Students report to a desk in the lobby and order their lunch. After placing their orders, students go directly to class. Teachers stand in front of the classroom doors when classes change to make sure students do not linger in the hall. Students are allotted only 30 seconds to travel between classrooms. To ensure that they move as quickly as possible, all textbooks and materials are kept in classrooms and the students are not allowed to use the school's lockers.

The school day is broken into six 45-minute periods. Students are taught from the county's standard curriculum in math, language arts, science, social studies, art and physical education. In addition, students must take classes entitled "Social Issues of the 20th Century" and "Personal Management."

Students are allowed 10 minutes for lunch. There is no waiting in a cafeteria line. Students are handed a lunch as they enter one of the school's two cafeterias. They sit at a table with no more than five students and a teacher. Other teachers also are present in the room during the lunch break.

The school day at the center is shorter than that of other schools in the county, but there is no wasted time.

Reality therapy is an important part of the school's philosophy, says Huntley Cross, special assistant to the superintendent, and the former principal of the center.

"Reality therapy says we are each responsible for what we do," Mr. Cross says. "The problem is that kids don't take responsibility for themselves. Here, we provide them with a positive environment. We tell them, 'You have to meet our standards.

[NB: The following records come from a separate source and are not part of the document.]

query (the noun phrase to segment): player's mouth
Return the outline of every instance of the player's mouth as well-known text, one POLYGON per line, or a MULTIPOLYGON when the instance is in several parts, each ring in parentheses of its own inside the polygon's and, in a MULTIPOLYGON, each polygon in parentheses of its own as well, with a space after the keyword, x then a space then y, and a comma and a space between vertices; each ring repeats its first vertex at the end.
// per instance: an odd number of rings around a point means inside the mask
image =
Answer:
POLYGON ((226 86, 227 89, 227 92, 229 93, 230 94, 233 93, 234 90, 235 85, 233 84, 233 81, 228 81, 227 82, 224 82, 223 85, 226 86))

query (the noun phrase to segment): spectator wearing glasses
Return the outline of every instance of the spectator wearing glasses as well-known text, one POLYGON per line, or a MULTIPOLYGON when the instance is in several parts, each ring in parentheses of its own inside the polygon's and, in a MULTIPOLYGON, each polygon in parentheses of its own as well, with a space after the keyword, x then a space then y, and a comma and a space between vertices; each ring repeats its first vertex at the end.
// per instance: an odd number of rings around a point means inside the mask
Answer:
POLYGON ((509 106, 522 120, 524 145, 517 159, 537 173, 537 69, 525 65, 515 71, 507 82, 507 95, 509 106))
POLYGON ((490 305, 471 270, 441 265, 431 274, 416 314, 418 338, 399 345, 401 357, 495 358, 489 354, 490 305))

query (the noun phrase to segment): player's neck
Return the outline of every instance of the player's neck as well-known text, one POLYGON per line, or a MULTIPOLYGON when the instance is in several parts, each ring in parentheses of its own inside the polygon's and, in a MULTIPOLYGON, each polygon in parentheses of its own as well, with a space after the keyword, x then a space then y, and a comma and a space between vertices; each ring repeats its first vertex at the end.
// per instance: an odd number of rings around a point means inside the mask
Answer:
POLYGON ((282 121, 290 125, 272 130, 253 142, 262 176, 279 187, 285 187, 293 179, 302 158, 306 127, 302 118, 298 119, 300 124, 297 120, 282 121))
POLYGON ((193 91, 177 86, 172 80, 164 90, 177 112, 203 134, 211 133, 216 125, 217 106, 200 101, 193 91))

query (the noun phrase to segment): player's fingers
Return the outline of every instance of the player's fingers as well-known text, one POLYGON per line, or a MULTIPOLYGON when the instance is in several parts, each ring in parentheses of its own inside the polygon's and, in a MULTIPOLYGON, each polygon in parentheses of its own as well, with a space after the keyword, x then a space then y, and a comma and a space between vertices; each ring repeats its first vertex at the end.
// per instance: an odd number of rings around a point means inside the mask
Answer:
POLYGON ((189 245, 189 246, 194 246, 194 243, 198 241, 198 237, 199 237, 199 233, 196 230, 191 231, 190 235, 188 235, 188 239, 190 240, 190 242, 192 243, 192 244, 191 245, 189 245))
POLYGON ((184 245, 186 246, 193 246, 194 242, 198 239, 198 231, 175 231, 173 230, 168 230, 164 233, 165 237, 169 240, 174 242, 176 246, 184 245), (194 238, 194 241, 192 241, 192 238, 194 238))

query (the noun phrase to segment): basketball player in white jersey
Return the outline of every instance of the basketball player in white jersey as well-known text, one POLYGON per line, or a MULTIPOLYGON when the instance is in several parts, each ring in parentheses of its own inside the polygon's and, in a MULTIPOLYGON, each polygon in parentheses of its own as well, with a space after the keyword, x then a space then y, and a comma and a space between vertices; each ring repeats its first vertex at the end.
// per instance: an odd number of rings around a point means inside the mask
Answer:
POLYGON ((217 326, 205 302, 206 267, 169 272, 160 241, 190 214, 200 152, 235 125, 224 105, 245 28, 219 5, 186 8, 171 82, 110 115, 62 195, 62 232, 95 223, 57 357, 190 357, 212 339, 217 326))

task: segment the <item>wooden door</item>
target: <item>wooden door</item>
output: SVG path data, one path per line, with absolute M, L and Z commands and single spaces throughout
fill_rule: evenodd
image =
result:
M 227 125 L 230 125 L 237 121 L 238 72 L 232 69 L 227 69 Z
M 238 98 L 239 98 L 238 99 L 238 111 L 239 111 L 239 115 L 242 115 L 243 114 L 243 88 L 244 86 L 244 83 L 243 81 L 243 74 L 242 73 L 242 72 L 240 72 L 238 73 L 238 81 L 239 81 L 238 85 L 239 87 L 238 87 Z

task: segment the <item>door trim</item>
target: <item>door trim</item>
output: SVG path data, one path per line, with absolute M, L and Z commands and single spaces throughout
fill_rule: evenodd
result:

I will help you realize those standards.' "

Students are suspended occasionally but never for more than a day or two, Mr. Lyons says. After all, he adds, the goal is to keep the students in school.

About 15 of the 150 students who pass through the center during the year are expelled. But students can appeal their expulsions and often are allowed to return.

"No one wants to see a 14-year-old out on the streets," Mr. Lyons says.

The cost at the center is about $2,500 per student, almost double the amount spent educating other students in the county. But Mr. Cross says it's money well spent.

"I heard the other day that it cost about $25,000 to $30,000 to keep someone in prison," Mr. Cross says. "If we intervene earlier, at whatever the cost now, it's better than what we'll have to pay later. It's not a comparable thing. The program does a tremendous service all the way around."